Human polymorphisms in nicotinic receptors: a functional analysis in iPS-derived dopaminergic neurons.


PMID 27856558

Abstract

Tobacco smoking is a public health problem, with ∼5 million deaths per year, representing a heavy burden for many countries. No effective therapeutic strategies are currently available for nicotine addiction, and it is therefore crucial to understand the etiological and pathophysiological factors contributing to this addiction. The neuronal α5 nicotinic acetylcholine receptor (nAChR) subunit is critically involved in nicotine dependence. In particular, the human polymorphism α5D398N corresponds to the strongest correlation with nicotine dependence risk found to date in occidental populations, according to meta-analysis of genome-wide association studies. To understand the specific contribution of this subunit in the context of nicotine addiction, an efficient screening system for native human nAChRs is needed.
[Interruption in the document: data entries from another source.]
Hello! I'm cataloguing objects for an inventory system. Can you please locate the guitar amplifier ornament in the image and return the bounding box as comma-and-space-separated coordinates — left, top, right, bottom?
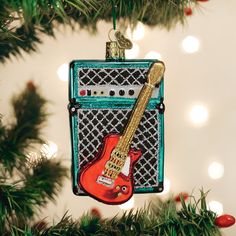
69, 33, 165, 205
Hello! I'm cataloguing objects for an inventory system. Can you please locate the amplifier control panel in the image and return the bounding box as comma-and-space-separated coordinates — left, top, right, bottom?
78, 85, 159, 98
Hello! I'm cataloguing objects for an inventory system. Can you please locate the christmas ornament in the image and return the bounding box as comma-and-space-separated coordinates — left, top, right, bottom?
184, 7, 193, 16
215, 214, 235, 228
174, 192, 189, 202
79, 62, 164, 204
69, 5, 165, 204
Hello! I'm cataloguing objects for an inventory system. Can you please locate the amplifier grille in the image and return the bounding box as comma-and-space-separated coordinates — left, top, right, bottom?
77, 109, 160, 189
78, 68, 148, 86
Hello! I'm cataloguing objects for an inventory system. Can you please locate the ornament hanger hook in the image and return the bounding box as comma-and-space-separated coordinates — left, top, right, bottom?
111, 0, 117, 30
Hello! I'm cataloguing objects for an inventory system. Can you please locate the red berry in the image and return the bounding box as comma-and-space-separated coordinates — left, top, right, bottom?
184, 7, 193, 16
91, 207, 102, 218
215, 214, 235, 228
26, 80, 36, 91
175, 192, 189, 202
79, 90, 86, 96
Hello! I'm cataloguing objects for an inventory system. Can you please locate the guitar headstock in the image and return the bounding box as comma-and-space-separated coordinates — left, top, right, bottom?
147, 62, 165, 86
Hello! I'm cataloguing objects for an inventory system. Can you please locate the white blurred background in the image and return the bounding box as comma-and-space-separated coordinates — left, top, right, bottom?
0, 0, 236, 236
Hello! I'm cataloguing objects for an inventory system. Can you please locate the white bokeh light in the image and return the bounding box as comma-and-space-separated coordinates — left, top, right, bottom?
208, 201, 224, 216
119, 196, 134, 210
57, 63, 69, 81
157, 178, 171, 195
126, 22, 145, 41
144, 51, 162, 60
125, 43, 139, 59
189, 104, 208, 126
208, 162, 224, 179
182, 36, 200, 53
41, 141, 58, 158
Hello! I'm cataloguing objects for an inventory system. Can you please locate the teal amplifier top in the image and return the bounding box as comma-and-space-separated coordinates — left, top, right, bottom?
69, 60, 165, 195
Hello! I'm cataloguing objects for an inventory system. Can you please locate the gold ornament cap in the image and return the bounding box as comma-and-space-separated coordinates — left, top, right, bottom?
106, 41, 125, 61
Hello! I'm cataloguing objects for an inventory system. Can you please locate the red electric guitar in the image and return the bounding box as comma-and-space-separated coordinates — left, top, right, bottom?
79, 62, 165, 205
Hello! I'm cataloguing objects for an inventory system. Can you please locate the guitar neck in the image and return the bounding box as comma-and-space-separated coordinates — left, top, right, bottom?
117, 83, 154, 153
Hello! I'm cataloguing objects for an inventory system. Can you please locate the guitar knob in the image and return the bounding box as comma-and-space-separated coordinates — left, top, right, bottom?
119, 89, 125, 96
109, 90, 115, 96
121, 185, 129, 194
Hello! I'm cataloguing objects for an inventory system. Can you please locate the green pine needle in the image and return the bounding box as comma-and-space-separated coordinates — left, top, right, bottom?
32, 191, 221, 236
0, 81, 68, 236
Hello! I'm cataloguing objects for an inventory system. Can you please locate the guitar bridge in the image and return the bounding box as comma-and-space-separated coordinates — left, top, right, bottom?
97, 175, 114, 188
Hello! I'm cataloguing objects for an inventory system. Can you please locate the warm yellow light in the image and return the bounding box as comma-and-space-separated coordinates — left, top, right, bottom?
126, 22, 145, 41
119, 197, 134, 210
182, 36, 200, 53
41, 141, 58, 158
158, 178, 171, 195
208, 201, 223, 216
57, 63, 69, 81
189, 105, 208, 125
125, 43, 139, 59
144, 51, 162, 60
208, 162, 224, 179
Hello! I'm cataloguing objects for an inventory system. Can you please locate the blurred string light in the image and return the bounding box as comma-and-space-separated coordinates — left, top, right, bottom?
126, 22, 145, 41
125, 43, 139, 59
158, 178, 171, 195
119, 197, 134, 210
208, 201, 224, 216
189, 104, 208, 126
182, 36, 200, 53
208, 162, 224, 179
57, 63, 69, 81
41, 141, 58, 158
144, 51, 162, 60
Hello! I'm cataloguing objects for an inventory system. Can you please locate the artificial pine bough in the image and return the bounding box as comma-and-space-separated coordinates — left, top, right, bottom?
0, 0, 199, 62
0, 82, 67, 236
27, 191, 235, 236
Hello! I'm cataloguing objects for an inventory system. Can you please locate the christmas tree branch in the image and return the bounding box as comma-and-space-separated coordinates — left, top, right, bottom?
30, 191, 221, 236
0, 82, 68, 235
0, 82, 47, 173
0, 0, 197, 62
24, 156, 68, 207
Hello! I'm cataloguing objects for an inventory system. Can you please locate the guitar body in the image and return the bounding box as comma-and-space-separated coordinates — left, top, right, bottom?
78, 134, 142, 205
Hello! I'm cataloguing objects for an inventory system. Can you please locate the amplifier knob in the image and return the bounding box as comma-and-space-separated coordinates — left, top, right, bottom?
129, 89, 134, 96
119, 89, 125, 96
109, 90, 115, 96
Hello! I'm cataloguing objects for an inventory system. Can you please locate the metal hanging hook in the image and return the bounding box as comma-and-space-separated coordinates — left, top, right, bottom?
111, 0, 117, 30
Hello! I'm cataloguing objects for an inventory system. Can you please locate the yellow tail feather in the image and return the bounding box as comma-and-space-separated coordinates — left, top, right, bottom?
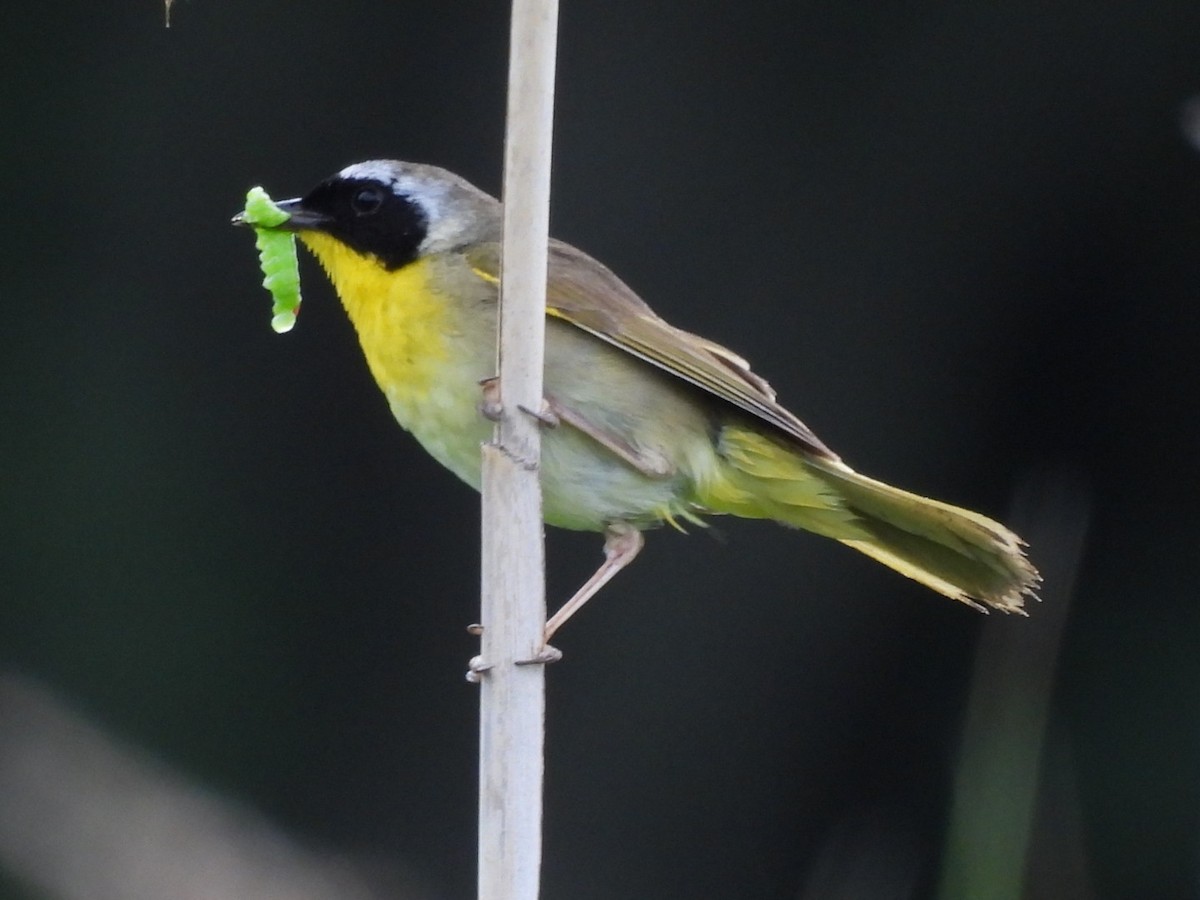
700, 427, 1039, 613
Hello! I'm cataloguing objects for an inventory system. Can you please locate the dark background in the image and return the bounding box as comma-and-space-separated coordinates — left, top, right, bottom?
0, 0, 1200, 900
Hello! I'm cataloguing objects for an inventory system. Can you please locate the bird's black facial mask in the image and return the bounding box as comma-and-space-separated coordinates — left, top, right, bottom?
300, 176, 428, 271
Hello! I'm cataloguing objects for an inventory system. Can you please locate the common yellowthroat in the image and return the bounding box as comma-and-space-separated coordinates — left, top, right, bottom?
238, 160, 1039, 640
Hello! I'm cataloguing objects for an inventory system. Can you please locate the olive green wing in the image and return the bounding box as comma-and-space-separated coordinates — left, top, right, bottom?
467, 241, 838, 460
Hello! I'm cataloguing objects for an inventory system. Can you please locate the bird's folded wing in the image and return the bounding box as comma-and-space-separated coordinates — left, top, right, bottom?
468, 241, 838, 460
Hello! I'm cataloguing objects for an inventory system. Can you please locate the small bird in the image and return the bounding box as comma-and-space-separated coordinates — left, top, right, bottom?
235, 160, 1039, 641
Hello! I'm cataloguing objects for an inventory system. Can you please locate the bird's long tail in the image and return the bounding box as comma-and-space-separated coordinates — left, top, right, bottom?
700, 427, 1039, 613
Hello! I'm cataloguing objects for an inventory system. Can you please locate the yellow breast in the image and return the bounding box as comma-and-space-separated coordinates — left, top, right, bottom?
300, 232, 455, 428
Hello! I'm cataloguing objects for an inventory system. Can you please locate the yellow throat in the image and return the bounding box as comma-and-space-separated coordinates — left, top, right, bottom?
299, 232, 451, 417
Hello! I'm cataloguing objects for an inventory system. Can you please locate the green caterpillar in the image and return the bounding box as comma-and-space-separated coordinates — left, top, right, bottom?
241, 187, 300, 334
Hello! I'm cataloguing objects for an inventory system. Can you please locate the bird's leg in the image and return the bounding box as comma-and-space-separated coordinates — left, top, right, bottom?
479, 376, 504, 422
479, 376, 558, 428
479, 376, 674, 478
542, 522, 646, 643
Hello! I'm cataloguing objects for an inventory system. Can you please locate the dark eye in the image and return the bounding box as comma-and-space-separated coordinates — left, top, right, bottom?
350, 186, 383, 216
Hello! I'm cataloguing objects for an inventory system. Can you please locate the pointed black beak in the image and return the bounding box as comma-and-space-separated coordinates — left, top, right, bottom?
233, 197, 329, 232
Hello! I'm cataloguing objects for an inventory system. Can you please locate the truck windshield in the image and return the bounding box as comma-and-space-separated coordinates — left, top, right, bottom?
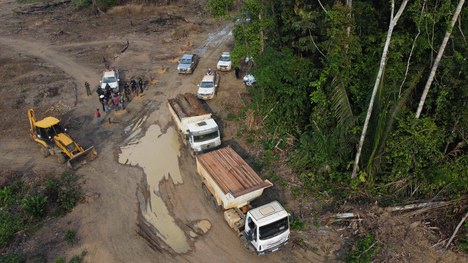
180, 58, 192, 64
200, 81, 214, 88
193, 131, 218, 142
219, 56, 231, 62
102, 77, 117, 83
259, 217, 289, 240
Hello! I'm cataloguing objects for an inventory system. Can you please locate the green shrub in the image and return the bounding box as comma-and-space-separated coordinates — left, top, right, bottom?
65, 229, 77, 245
0, 209, 23, 247
346, 234, 380, 263
291, 218, 305, 231
21, 195, 47, 218
0, 254, 26, 263
0, 186, 15, 207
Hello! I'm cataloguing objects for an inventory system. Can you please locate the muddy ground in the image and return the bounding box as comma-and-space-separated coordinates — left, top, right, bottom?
0, 0, 466, 262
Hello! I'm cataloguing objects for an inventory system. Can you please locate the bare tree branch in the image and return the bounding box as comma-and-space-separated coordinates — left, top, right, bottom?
351, 0, 408, 178
416, 0, 465, 119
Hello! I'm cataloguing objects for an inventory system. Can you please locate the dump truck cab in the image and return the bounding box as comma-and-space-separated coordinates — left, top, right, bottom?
242, 201, 290, 255
187, 119, 221, 153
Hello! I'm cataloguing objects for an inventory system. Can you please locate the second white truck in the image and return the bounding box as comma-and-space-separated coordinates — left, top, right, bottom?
167, 93, 221, 154
196, 146, 290, 255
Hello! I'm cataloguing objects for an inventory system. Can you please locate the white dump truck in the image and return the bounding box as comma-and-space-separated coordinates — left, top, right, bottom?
167, 93, 221, 154
196, 146, 290, 255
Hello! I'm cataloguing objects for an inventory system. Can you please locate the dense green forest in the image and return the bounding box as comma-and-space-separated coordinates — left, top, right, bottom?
207, 0, 468, 200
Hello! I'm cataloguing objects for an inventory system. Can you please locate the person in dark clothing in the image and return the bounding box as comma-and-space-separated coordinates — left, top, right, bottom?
130, 79, 136, 93
138, 78, 143, 93
85, 81, 91, 96
99, 94, 106, 112
96, 86, 104, 96
104, 83, 111, 92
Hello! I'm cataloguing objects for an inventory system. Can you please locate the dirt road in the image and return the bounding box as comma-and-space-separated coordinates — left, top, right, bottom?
0, 2, 330, 262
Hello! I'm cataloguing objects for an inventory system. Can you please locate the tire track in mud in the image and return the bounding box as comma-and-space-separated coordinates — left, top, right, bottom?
0, 37, 99, 85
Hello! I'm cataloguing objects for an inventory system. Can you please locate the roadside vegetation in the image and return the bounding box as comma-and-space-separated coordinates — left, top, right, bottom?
206, 0, 468, 262
0, 171, 82, 262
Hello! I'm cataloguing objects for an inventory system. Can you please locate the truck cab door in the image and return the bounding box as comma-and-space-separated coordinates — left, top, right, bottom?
245, 215, 258, 251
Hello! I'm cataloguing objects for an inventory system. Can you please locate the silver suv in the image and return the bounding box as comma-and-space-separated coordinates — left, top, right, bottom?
177, 54, 199, 74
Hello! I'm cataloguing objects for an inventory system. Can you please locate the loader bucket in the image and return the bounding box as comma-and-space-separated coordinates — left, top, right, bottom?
67, 146, 97, 170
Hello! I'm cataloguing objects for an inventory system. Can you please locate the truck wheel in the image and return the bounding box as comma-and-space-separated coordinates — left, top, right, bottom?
240, 235, 255, 254
57, 153, 67, 164
40, 146, 50, 158
202, 184, 211, 199
210, 196, 220, 212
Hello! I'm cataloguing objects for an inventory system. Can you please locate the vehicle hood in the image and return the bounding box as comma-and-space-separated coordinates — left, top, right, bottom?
198, 88, 214, 95
177, 64, 191, 70
101, 82, 119, 89
218, 61, 232, 67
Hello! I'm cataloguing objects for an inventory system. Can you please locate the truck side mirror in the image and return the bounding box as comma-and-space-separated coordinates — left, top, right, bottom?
288, 213, 294, 224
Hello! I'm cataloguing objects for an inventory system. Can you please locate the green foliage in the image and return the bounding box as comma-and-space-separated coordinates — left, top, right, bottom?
250, 49, 311, 136
205, 0, 234, 18
21, 195, 47, 218
0, 253, 26, 263
51, 173, 82, 215
0, 186, 15, 207
382, 114, 444, 196
346, 234, 380, 263
0, 173, 81, 251
456, 221, 468, 253
228, 0, 468, 200
0, 211, 23, 247
291, 218, 305, 231
65, 229, 78, 245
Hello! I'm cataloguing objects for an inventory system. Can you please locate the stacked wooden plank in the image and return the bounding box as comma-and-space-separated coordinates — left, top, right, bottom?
197, 146, 272, 197
169, 93, 208, 118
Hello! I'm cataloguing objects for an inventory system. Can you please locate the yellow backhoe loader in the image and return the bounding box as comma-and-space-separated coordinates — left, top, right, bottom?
28, 109, 97, 169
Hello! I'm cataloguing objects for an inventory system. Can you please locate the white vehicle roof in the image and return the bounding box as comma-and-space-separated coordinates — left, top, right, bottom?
103, 70, 115, 78
187, 119, 218, 133
249, 201, 288, 226
202, 74, 215, 82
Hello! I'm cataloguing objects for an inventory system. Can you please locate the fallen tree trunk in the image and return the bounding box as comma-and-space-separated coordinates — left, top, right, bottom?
14, 0, 71, 15
445, 212, 468, 248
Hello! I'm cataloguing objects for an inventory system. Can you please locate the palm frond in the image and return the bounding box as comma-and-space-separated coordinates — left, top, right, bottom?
331, 78, 356, 127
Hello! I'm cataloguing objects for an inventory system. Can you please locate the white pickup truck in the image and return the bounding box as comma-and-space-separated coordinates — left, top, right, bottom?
197, 72, 219, 100
196, 147, 290, 255
167, 93, 221, 154
101, 69, 120, 93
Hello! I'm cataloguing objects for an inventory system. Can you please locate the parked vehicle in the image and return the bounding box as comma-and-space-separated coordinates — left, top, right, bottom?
197, 70, 220, 100
216, 52, 232, 71
243, 74, 257, 87
177, 54, 200, 74
28, 109, 97, 169
167, 93, 221, 154
196, 147, 290, 254
100, 70, 120, 93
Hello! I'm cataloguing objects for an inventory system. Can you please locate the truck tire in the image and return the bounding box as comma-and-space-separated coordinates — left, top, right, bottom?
210, 196, 221, 212
202, 184, 212, 199
57, 153, 67, 164
239, 235, 255, 254
39, 146, 50, 158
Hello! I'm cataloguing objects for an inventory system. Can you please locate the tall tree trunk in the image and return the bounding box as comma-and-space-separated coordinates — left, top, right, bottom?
416, 0, 465, 119
351, 0, 408, 178
346, 0, 353, 49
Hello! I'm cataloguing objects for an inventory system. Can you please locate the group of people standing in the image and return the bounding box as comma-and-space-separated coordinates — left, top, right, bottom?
89, 78, 144, 123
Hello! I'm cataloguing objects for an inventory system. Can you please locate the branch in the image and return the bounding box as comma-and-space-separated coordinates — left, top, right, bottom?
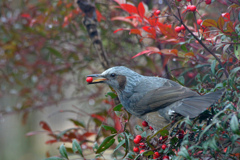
164, 0, 228, 78
77, 0, 109, 69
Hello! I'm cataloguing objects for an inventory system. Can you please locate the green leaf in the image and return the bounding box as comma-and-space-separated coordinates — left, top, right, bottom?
102, 125, 117, 134
96, 135, 116, 154
178, 146, 190, 159
47, 47, 62, 58
69, 118, 85, 128
106, 92, 117, 99
211, 60, 217, 75
113, 104, 123, 111
230, 114, 239, 133
72, 139, 83, 157
44, 157, 65, 160
59, 144, 68, 159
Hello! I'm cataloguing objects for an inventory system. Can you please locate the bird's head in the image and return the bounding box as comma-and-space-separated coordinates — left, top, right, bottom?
87, 66, 142, 92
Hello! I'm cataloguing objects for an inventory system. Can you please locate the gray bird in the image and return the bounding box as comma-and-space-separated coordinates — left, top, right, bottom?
87, 66, 223, 129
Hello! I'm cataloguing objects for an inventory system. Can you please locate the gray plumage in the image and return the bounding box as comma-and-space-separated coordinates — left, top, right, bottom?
89, 66, 223, 128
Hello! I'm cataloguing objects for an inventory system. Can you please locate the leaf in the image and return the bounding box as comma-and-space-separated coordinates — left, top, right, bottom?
130, 29, 142, 36
96, 135, 116, 154
222, 13, 230, 22
72, 139, 83, 157
39, 121, 52, 132
178, 146, 190, 159
59, 144, 68, 159
47, 47, 62, 58
102, 125, 117, 134
217, 16, 225, 31
106, 92, 117, 99
113, 28, 125, 33
44, 157, 65, 160
230, 114, 239, 133
113, 139, 126, 152
160, 49, 178, 56
234, 44, 240, 60
69, 118, 85, 128
138, 2, 145, 18
121, 4, 138, 14
202, 19, 218, 28
113, 104, 123, 111
91, 114, 106, 122
96, 9, 106, 22
211, 60, 217, 75
184, 52, 195, 57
We have differentiated human induced pluripotent stem (iPS) cells into midbrain dopaminergic (DA) neurons and obtained a comprehensive characterization of these neurons by quantitative RT-PCR. The functional properties of nAChRs expressed in these human DA neurons, with or without the polymorphism in the α5 subunit, were studied with the patch-clamp electrophysiological technique. Our results in human DA neurons carrying the polymorphism in the α5 subunit showed an increase in EC50, indicating that, in the presence of the polymorphism, more nicotine or acetylcholine chloride is necessary to obtain the same effect. This human cell culturing system can now be used in drug discovery approaches to screen for compounds that interact specifically with human native and polymorphic nAChRs.-Deflorio, C., Blanchard, S., Carisì, M. C., Bohl, D., Maskos, U. Human polymorphisms in nicotinic receptors: a functional analysis in iPS-derived dopaminergic neurons.